As the Nepal Rastra Bank (NRB) prepares the Monetary Policy for Fiscal Year 2026/27, banking experts and private sector representatives have called on the central bank to prioritize financial sector stability, reform credit classification rules and improve the management of non-banking assets to restore business confidence and stimulate economic activity.
Speaking at a discussion organized by the Society of Economic Journalists Nepal (SEJON), banking sector expert Anal Raj Bhattarai said Nepal’s economy is currently facing a structural challenge, with banks holding ample liquidity while demand for credit from the private sector remains weak.
“The upcoming monetary policy should focus on resolving structural problems in the banking sector rather than merely reducing or increasing interest rates,” Bhattarai said.
Nepal’s banking system has been grappling with persistent excess liquidity over the past few years as deposit growth has significantly outpaced loan expansion despite continuous cuts in interest rates. At the same time, commercial banks have witnessed a steady rise in non-banking assets as loan defaults continue to increase amid the prolonged economic slowdown.
President of the Confederation of Banks and Financial Institutions Nepal (CBFIN), Prachanda Bahadur Shrestha, said even financially sound businesses have struggled to repay loans due to shrinking cash flows across various sectors of the economy.

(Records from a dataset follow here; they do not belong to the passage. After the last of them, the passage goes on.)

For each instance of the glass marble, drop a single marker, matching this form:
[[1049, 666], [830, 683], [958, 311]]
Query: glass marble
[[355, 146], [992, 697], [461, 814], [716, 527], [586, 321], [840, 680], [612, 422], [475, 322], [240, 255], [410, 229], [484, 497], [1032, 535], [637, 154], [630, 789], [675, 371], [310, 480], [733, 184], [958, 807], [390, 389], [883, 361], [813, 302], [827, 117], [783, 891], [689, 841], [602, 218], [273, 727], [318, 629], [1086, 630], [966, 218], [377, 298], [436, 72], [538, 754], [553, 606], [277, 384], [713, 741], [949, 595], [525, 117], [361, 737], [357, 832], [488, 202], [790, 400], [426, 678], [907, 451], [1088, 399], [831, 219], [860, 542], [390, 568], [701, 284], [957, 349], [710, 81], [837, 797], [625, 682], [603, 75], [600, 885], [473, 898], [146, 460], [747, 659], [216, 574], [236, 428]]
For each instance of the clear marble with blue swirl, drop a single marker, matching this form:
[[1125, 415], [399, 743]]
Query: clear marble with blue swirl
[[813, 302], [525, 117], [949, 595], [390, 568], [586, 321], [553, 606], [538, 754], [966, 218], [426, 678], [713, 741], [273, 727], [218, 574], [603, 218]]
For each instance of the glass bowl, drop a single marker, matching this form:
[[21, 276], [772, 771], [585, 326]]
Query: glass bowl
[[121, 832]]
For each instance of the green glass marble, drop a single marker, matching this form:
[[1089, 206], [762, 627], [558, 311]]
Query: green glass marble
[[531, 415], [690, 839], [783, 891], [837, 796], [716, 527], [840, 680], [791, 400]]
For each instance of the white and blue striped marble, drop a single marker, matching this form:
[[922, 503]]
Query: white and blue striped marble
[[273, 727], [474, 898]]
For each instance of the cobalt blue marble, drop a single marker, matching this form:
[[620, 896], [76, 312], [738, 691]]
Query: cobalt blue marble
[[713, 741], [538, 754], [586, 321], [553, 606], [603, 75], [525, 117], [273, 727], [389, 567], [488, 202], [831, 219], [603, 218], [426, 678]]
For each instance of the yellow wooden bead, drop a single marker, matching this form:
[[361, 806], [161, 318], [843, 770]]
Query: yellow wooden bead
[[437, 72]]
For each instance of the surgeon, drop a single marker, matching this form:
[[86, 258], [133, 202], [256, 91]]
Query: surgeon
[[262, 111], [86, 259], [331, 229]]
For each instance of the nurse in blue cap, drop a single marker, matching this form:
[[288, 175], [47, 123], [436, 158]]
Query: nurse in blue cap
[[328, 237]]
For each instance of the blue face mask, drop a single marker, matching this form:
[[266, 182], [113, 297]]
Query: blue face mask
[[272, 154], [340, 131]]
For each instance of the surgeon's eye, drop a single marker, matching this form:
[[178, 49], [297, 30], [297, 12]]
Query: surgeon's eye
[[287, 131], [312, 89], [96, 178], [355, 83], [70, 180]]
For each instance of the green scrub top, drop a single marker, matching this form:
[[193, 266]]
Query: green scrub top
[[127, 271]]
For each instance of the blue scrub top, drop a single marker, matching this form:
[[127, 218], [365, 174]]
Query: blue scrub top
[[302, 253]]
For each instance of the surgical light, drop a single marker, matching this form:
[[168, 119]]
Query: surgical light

He stressed that the upcoming monetary policy should address the banking sector’s underlying challenges while maintaining a balance between financial stability and economic recovery.
Experts participating in the discussion also urged the central bank to adopt more practical and risk-based approaches to loan classification, provisioning requirements and the management of non-banking assets. They noted that several South Asian countries had introduced regulatory flexibility during periods of economic stress to support financial institutions and facilitate economic recovery.
Similarly, Santosh Koirala, President of the Nepal Bankers’ Association (NBA), called for a review of the existing non-performing asset (NPA) classification and loan-loss provisioning framework. He argued that the current requirement to maintain provisions of 5 percent within one month, 15 percent within three months, 50 percent within six months and 100 percent within one year places excessive pressure on both banks and borrowers.
Representing the private sector, Anand Bagaria, Executive Director of Nimbus, said the key issue facing businesses today is not the level of interest rates but the lack of policy stability and investor confidence.
“Entrepreneurs have invested even when lending rates were 13 to 14 percent. What concerns businesses more is policy uncertainty, which increases investment risks after projects have already begun,” Bagaria said.
Responding to the concerns, NRB Deputy Governor Kiran Pandit said the central bank’s upcoming monetary policy would seek to support the government’s economic growth objectives while safeguarding financial stability.
He added that emerging issues such as fintech, open banking, digital transaction monitoring and technology-related risk management would receive greater emphasis in the new monetary policy and regulatory framework as Nepal’s financial system continues to undergo rapid digital transformation.